GEAR: Reconstruction of Classical Paintings via Geometry Grounding and Appearance Restitution

2026-07-20Multimedia

Multimedia
AI summary

The authors introduce a new task called Classical Painting-to-3D (CP3D), which focuses on turning single classical paintings into 3D models that look accurate and believable from different views. They note that traditional methods struggle because paintings have unique styles and weak depth clues compared to photos. To solve this, they propose GeAR, a two-step method that first fixes the painting’s lighting and shape cues, then recovers the original textures and details to maintain the artwork's appearance. They also create a large dataset called HeriArch to test their approach, showing it works better than existing methods in making geometrically correct and visually faithful 3D scenes.

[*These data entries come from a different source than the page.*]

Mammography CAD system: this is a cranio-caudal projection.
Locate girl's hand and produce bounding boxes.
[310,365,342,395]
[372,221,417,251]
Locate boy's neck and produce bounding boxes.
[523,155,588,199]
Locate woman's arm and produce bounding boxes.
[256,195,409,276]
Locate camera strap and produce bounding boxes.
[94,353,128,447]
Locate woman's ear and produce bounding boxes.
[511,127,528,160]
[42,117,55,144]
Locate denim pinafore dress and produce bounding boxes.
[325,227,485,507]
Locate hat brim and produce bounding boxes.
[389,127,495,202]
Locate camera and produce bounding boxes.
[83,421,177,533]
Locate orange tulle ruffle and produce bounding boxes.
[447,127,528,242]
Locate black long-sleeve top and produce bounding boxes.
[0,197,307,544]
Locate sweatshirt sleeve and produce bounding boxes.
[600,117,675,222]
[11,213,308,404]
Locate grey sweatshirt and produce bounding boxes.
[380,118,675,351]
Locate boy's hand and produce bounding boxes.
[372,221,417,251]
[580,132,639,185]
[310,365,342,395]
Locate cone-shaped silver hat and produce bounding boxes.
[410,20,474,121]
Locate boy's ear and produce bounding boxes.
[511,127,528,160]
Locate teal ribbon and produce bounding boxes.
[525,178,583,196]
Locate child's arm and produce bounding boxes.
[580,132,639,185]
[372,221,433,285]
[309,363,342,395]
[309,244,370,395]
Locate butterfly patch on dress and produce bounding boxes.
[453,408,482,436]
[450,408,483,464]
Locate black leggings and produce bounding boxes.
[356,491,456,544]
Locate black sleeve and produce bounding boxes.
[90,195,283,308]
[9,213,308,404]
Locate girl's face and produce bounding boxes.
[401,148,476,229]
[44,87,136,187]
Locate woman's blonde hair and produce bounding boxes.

3D reconstructionclassical paintingsgeometry groundingappearance restitutionnovel-view synthesisshading and illumination3D Gaussian reconstructionmulti-view consistencydigital preservationbenchmark dataset
Authors
Qinyu Zhang, Xinda Liu, Yunchen Li, Yunzhuo Liu, Chenxi Hu, Kang Li, Guohua Geng
Abstract
Classical paintings preserve rich spatial, cultural, and historical content, making their reconstruction as explorable 3D scenes valuable for digital preservation, immersive exhibition, and cultural engagement. Yet, unlike photographs, they often depict scenes in a single-view, stylized manner, with weak perspective, lighting, and depth cues. Existing 3D reconstruction methods are largely built on natural-image priors, making it difficult to recover geometrically plausible and visually faithful 3D representations from such inputs. To address this challenge, we introduce Classical Painting-to-3D (CP3D), a new task that aims to recover a 3D representation from a single classical painting while jointly ensuring geometric plausibility, appearance fidelity to the source artwork, and plausible novel-view synthesis. We further propose GeAR, a training-free two-stage framework for Geometry Grounding and Appearance Restitution. GeAR first converts the input painting into a geometry-grounded representation with more coherent shading and illumination cues, improving the stability of 3D Gaussian reconstruction. It then restores artwork-faithful appearance across views under spatial constraints and multi-view consistency, recovering the painterly textures and details weakened during grounding. In addition, we construct HeriArch, a curated benchmark of 10,160 high-resolution classical artworks for systematic evaluation of CP3D. Extensive experiments and user studies show that GeAR consistently outperforms strong baselines in geometric plausibility, appearance fidelity, and human preference. Code and dataset will be released publicly.